THERE cannot be many children born in the past twenty years who have not read or heard the classic tale of the Gruffalo.

Julia Donaldson’s much loved story tells the tale of a brave mouse making their way through the deep dark wood, using the mythical Gruffalo to scare away the threats of the woodland predators.

It remains the favourite of Donaldson’s huge library of works for an army of children and parents alike.

And this weekend the Parr Hall hosted a different take on the familiar story thanks to the theatre group Tall Stories.

They brought the magic of the Gruffalo to life on the famous old stage, and the audience certainly loved it.

There were songs, jokes, for young and old alike, and some tried and tested pantomime style cheering and audience participation to enjoy as well.

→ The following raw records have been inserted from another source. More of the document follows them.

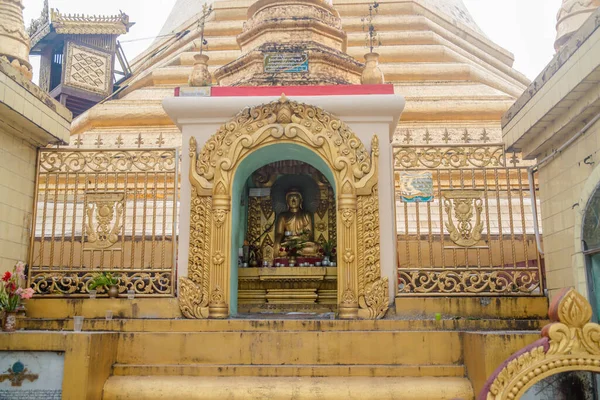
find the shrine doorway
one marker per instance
(263, 280)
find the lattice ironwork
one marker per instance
(465, 223)
(105, 210)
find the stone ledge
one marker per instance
(473, 307)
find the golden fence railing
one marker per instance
(465, 223)
(105, 210)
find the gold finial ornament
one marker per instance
(200, 75)
(570, 17)
(569, 343)
(372, 74)
(14, 41)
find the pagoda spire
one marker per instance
(14, 41)
(572, 14)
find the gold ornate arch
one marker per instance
(362, 292)
(570, 343)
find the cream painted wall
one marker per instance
(564, 186)
(17, 179)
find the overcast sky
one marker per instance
(527, 28)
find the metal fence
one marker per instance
(105, 210)
(465, 223)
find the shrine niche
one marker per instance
(290, 203)
(346, 210)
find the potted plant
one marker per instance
(107, 281)
(328, 250)
(12, 295)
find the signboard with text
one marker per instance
(285, 62)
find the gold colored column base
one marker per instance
(348, 311)
(218, 310)
(285, 388)
(292, 296)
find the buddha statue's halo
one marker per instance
(304, 184)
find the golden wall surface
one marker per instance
(565, 183)
(17, 182)
(28, 119)
(456, 82)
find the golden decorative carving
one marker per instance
(112, 228)
(104, 219)
(373, 289)
(453, 157)
(14, 41)
(349, 256)
(88, 69)
(467, 280)
(348, 308)
(464, 203)
(90, 24)
(219, 217)
(372, 74)
(192, 302)
(108, 161)
(353, 167)
(217, 307)
(200, 236)
(572, 344)
(348, 216)
(200, 75)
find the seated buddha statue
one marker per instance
(294, 225)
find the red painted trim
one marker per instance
(331, 90)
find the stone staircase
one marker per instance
(290, 359)
(414, 358)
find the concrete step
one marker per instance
(506, 307)
(290, 370)
(265, 325)
(285, 388)
(291, 348)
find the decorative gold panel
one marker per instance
(104, 219)
(569, 343)
(355, 173)
(462, 206)
(472, 232)
(88, 69)
(104, 210)
(478, 156)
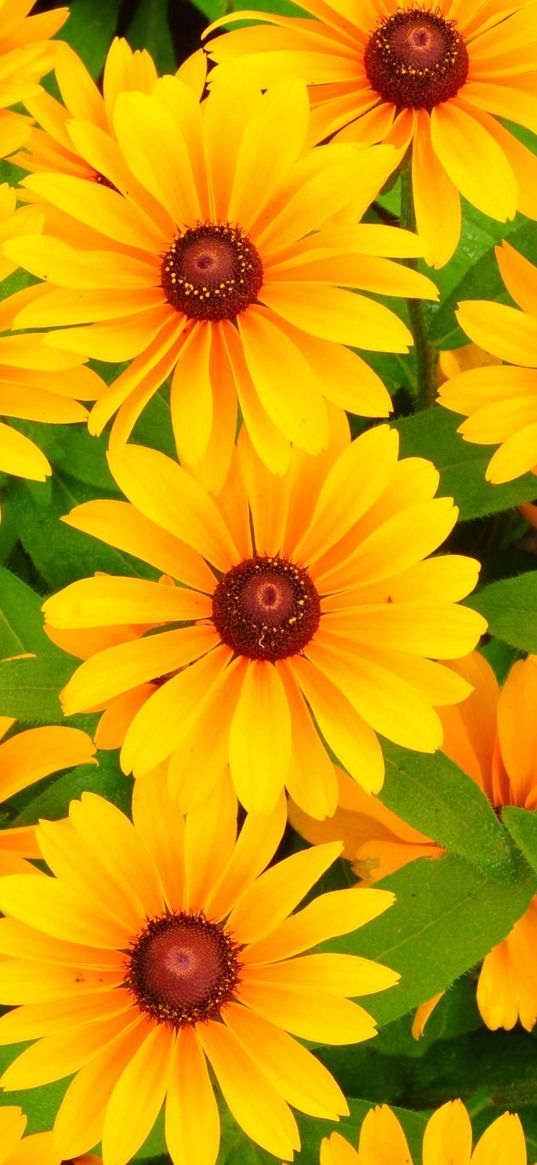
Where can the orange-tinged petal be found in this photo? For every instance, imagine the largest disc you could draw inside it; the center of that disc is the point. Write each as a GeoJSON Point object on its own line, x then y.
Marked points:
{"type": "Point", "coordinates": [355, 480]}
{"type": "Point", "coordinates": [90, 1092]}
{"type": "Point", "coordinates": [382, 1141]}
{"type": "Point", "coordinates": [334, 974]}
{"type": "Point", "coordinates": [39, 752]}
{"type": "Point", "coordinates": [336, 315]}
{"type": "Point", "coordinates": [336, 1150]}
{"type": "Point", "coordinates": [263, 905]}
{"type": "Point", "coordinates": [255, 846]}
{"type": "Point", "coordinates": [467, 152]}
{"type": "Point", "coordinates": [502, 1141]}
{"type": "Point", "coordinates": [255, 1105]}
{"type": "Point", "coordinates": [290, 1068]}
{"type": "Point", "coordinates": [192, 1121]}
{"type": "Point", "coordinates": [436, 198]}
{"type": "Point", "coordinates": [330, 915]}
{"type": "Point", "coordinates": [309, 1012]}
{"type": "Point", "coordinates": [447, 1136]}
{"type": "Point", "coordinates": [121, 668]}
{"type": "Point", "coordinates": [56, 908]}
{"type": "Point", "coordinates": [302, 415]}
{"type": "Point", "coordinates": [176, 705]}
{"type": "Point", "coordinates": [352, 740]}
{"type": "Point", "coordinates": [260, 738]}
{"type": "Point", "coordinates": [170, 496]}
{"type": "Point", "coordinates": [136, 1098]}
{"type": "Point", "coordinates": [58, 1056]}
{"type": "Point", "coordinates": [121, 525]}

Warrington Wolves were even cleverly added to the script.

Aimee Louise Bevan charms as the little mouse, just longing for a tasty nut as she meanders through the wood.

While Alastair Chrisholm gets all the best lines as he takes on the role of the three predators, fox, snake and owl. 

The Gruffalo might be a little scary at first for the littlest ones in the audience, but he is played with comic brilliance by Aaron Dart.

Those familiar with the BBC adaptation for the TV screen may be disappointed.

But for a first foray into the joy of live theatre, there is so much to enjoy.